- Decades:: 1980s; 1990s; 2000s; 2010s; 2020s;
- See also:: List of years in Kerala History of Kerala

= 2006 in Kerala =

Events in the year 2006 in Kerala.

== Incumbents ==

Governors of Kerala - R.L. Bhatia

Chief ministers of Kerala - Oommen Chandy (until May), V. S. Achuthanandan (starting in May)

== Events ==

- 7 January – K. G. Balakrishnan inaugurates National University of Advanced Legal Studies.
- 28 January - AIR Manjeri FM commence broadcasting as Dreamz FM.
- 11 February - Yogesh Kumar Sabharwal, Chief Justice of India inaugurates the new building of Kerala High Court.
- 25 February –
  - A nun named Ancy Varghese aged 28 found dead in a well adjacent to the Bethany Monastery, Perunad, Ranni.
  - A span of Dalavapuram - Pallikodi Bridge under construction collapsed into Ashtamudi Lake.
- 3 March – Twin blasts near Kozhikode bus stand in Mavoor Road.
- 22 April – First phase of 2006 Kerala Legislative Assembly election..
- 29 April – Second phase of 2006 Kerala Legislative Assembly election.
- 1 July - Government of Kerala gives RTO codes to various Sub-RTO's resulting taking total number of RTO codes in state to KL-60 and new registrations starting from KL-19.
- 23 July - Tantri case involving Sabarimala Temple priest Kantararu Mohanararu.
- 27 July – Chikungunya outbreak detected at Alappuzha district.
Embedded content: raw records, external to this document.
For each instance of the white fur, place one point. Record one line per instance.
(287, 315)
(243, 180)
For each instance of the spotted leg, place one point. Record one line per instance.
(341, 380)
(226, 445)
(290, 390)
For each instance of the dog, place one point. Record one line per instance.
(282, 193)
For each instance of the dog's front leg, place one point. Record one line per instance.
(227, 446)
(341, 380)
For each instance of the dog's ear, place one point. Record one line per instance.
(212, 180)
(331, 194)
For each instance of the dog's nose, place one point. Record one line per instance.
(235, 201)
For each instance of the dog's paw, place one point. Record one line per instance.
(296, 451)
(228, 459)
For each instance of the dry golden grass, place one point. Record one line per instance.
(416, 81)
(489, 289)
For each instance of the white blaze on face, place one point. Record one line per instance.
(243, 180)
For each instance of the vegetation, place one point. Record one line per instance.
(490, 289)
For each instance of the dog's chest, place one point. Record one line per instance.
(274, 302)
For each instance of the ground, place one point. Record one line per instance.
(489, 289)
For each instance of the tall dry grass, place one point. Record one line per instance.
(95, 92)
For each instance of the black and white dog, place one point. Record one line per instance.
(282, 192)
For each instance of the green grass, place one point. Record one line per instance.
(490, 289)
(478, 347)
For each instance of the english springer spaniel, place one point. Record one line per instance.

The state is seeing an outbreak after 30 years.
- 3 August - Sexual harassment allegations against P. J. Joseph for misbehaving with a co-passenger Lakshmi Gopakumar in a Chennai - Kochi Kingfisher Airlines flight.
- 15 August - Five youth arrested near Panayikulam for allegedly organising is a secret meeting of Students' Islamic Movement of India.
- 18 August - The first digital movie in Malayalam cinema, Moonnamathoral released.
- 3 September - a group of friends from Manjummel Kochi, Kerala went to explore the Guna cave as one among them named Subhash fell into the hole. Later he was rescued through huge efforts, mainly by his friend Siju David and locals with the support of police. In 2008 Siju was awarded Jeevan Raksha Padak for his Bravery and based on this incident Manjummel boys was released in 2024.
- 4 September - Minister P. J. Joseph resigns from Achuthanandan ministry following allegations of misconduct.
- 14 November - Salem railway division created by bifurcation of Palakkad railway division. The division reduced route km under Palakkad from 1757 km to 578 km and brought a significant fall in revenue.

== Deaths ==

- May 27 - Oduvil Unnikrishnan, 62, actor
- July 18 V. P. Sathyan, 41, football player
- October 19 - Srividya, 53, actress.
- December 9 - Theetta Rappai, 67, competitive eater.